You should know how your partner recharges and they should know how you do. This will give you clarity when you are apart. You don’t want to assume your partner doesn’t want to be around you just because they need a night out just as you don’t want them to think you’ve lost interest because you would rather be alone for the night. [Read: Introvert problems – 12 quick-fixes to nip the bad ones in the bud]
#6 Don’t push each other. It is nice when your partner does something out of their comfort zone for you, but don’t push them.

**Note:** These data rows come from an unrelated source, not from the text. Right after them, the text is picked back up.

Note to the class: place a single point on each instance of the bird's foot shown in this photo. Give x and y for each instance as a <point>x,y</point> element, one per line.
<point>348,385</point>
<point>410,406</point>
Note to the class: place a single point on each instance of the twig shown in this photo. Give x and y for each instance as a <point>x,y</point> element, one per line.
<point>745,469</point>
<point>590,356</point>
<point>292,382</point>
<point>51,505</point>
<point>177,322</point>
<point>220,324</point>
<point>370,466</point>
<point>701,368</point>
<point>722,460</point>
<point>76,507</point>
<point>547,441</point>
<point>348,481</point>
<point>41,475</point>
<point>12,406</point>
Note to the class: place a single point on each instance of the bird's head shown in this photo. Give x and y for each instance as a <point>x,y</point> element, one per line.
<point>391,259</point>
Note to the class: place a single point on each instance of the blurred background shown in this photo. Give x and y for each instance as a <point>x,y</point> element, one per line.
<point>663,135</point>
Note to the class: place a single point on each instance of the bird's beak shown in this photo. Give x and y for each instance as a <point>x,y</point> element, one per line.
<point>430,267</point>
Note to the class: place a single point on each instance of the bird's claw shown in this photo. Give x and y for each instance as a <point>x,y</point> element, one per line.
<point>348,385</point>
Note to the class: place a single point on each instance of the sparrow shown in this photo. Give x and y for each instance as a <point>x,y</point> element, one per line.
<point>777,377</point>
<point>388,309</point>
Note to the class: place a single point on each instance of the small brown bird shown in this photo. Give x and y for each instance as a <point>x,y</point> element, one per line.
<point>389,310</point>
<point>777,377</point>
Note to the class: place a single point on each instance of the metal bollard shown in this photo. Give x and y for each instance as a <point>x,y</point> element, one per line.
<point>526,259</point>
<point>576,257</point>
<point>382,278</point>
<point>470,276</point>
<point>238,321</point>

Just as you wouldn’t want them pushing you to go to a rave when you know you would feel anxious and tired so quickly.
It may seem like the simplest thing to ask your partner to relax at home with you but too many nights at home can be detrimental to an extrovert’s mental health as too many nights out could exhaust an introvert physically and emotionally. Let your partner say no sometimes. [Read: Introvert burnout – It does exist and here’s how to deal with it]
#7 Help them understand what alone time means to you. An introvert’s alone time is vital to their well being. You know how good it feels to do nothing but lay in bed and veg out sometimes, but your partner may view that as boring.
Help them understand what that does for you. Explain to them how you feel after a relaxing night in and how it will help you branch out on other nights.
#8 Understand what socializing means to them. The same way you want your extrovert partner to understand your side, you need to listen and understand their side. Going to a loud bar may seem like hell to you but it could be your partner’s happy place. Listen to them.
Try to wrap your head around the fact that your partner thrives off a crowd and being around other people and socializing. It doesn’t mean they like others more than you or prefer their company to yours. It just means they need that time to feel their best.
[Read: How to step out of your comfort zone and be more outgoing]
Can an introvert date an extrovert? By all means, as long as there is communication and understanding, this could be a perfectly, wonderful relationship.